Maman est Chez le Coiffeur, yani "Anne Kuaföre Gitti". Cinsiyetinize ve hormonal durumunuza bakmaksızın size "Çocuk istiyorum. Çocuuk!" nidaları attırabilecek bir film. Film amacı aslında nüfusu artırmak değil. Hatta tam tersi. Son derece açık iki gönderme var filmde: "Öyle b*kuma çocuk yapmayın. Önce temelinizi sağlam oturtun." Sonuncu ve en önemli gönderme ise komşumuzun tavuğunun bize flamingo göründüğü, aslında hiçbir şeyin düşündüğmüz gibi olmadığı ve yetişkinler arasındaki çatışmaların cefasını çocukların çektiği yönünde. Şimdi yazarken bile içim bir şey oldu. Duygulandım. Mola vereyim iki dakika...
Filmimiz bir Quebecois, yani Kanada Frankofonu ve 1966 yılının yazında geçiyor. İçinde yaşanılan evler, göl, yeşillikler derken bir yandan da size yaşadığınız karbondioksit, trafik ve bol bol bina dolu hayatı sorgulataiblir. Aman diyeyim. Sonra gaza gelip istifa filan etmeyin. Başıma kalırsınız.
Bir annemiz var.

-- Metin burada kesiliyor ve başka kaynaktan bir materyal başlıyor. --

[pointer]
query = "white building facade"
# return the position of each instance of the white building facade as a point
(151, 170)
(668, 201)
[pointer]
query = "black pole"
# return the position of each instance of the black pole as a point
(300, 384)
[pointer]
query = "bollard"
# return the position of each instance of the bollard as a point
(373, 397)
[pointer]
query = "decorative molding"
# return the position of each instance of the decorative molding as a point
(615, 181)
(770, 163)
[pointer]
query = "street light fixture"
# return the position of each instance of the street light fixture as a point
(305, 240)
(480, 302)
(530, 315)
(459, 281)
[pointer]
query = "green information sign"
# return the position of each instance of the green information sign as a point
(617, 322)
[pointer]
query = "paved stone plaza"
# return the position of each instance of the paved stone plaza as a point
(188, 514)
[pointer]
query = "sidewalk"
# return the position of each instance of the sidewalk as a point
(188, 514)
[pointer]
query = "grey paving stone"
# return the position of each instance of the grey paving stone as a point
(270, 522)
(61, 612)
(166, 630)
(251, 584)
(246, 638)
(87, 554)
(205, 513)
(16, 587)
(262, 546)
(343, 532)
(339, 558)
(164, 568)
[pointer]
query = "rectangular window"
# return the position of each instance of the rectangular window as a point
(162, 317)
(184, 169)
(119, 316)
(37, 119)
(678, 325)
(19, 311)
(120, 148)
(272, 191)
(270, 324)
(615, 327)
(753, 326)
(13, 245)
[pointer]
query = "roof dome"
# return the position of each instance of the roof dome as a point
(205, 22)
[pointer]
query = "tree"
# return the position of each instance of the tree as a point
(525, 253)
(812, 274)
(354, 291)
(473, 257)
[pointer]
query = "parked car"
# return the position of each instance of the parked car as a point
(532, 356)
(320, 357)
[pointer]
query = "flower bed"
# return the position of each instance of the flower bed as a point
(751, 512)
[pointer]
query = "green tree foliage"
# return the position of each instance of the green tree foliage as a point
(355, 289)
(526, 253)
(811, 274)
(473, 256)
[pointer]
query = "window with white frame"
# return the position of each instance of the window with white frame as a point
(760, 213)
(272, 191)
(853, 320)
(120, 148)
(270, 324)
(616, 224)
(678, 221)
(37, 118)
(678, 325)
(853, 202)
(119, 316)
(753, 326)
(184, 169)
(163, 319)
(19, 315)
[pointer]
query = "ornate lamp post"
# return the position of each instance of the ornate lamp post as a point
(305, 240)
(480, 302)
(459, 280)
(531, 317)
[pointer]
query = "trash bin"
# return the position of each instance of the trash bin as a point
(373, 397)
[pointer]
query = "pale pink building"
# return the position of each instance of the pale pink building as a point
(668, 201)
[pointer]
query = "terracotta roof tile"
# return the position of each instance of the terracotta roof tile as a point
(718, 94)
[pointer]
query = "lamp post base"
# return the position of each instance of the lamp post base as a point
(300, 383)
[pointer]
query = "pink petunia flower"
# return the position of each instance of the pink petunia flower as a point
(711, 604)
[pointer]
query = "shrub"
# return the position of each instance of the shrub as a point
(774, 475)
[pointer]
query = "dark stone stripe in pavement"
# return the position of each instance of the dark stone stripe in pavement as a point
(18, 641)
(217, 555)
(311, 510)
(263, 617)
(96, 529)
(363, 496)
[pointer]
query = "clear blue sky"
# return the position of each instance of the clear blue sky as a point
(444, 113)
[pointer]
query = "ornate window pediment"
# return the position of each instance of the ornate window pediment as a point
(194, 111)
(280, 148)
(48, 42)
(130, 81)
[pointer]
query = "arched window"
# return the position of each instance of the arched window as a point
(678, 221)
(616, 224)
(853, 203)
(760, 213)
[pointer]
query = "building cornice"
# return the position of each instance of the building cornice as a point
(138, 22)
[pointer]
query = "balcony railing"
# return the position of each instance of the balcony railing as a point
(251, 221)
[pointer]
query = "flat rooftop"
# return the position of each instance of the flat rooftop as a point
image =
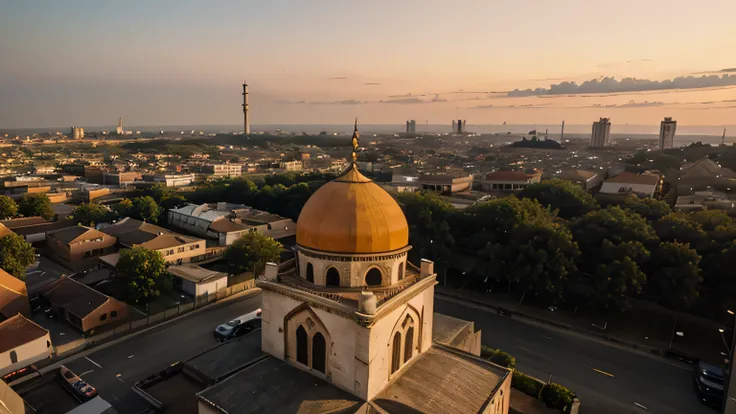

Bir baba ve üç çocuk. Baba doktor gibi, bakteriyolog gibi bir şey. Baba araştırma amaçlı Afrika ülkelerini geziyor. Eve geldiği zamanlardan birindeyse karısı kocasında değişiklik olduğunu fark ediyor. Ancak büyük çabalarla bilince geçirmediği, yalnızca hissiyat olarak kalan bu şüpheleri annesinin içinden çekip çıkaran evin on üç on dört yaşlarındaki büyük kızı Elise oluyor. Yaşadığı soğuk duş etkisiyle çılgına dönen ve ne yapacağını şaşıran anne ise çocuklarına en kısa zamanda onları yanına alacağını söyleyip Londra'ya gidiyor. Geriye annesinin gitmesine neden olduğunu, asıl suçlunun kendisi olduğunu düşünüp içten içte vicdan azabı duyan yeni ergen bir genç kız, makinelerle uğraşan ve duygularını fazla yüzeye vurmayan ortanca oğlan ve öğrenim güçlüğü çeken minik bir oğul bırakıyor. Bir de hayattan bezmiş bir babamız var tabii.. İnsanlar annelerini sorduklarında mütemadiyen "Kuaföre gitti." cevabını veriyorlar.
Henüz ana kuzusu olan küçük oğlanın git gide değişen dünyası, içine kapanması ve yaşadıklarını şiddetle dışarıya vurması filmin dönüm noktası. Bir de Elise ve tek başına yaşayan, sağır-garip balıkçı arasındaki ilişki var ki onun hakkında da ayrı bir film çekilebilir sanıyorum. Kendi dertlerinden kaçabilmek için herkesin kaçtığı adama kaçan -Türk gibi düşünmeyin.Sığınan işte. Boğçayı alıp kaçmıyor.- ve sonucunda zaten filmin asıl teması olan "Hiçbir şey göründüğü gibi değildir." sözünü pekiştirecek bir dostluk başlatan bir Elise'imiz var.
Tüm film içinde beni ikinci ençok etkileyen şey, -birincisi tabii ki miniğimiz- Annesi evli ve bir çocukluyken Avusturyalı bir adamdan kendisine hamile kalan çocuk. Elise ile dostluk eden bu yarı Avusturyalı civcivin kendine bir rol model bulabilmek için televizyonda gördüğü her Avusturyalı adamın kendi babası olduğunu düşünmesi, Avusturya geleneksel kıyafetleriyle dolaşması bana çok dokundu bilemiyorum. Yerim onu ben.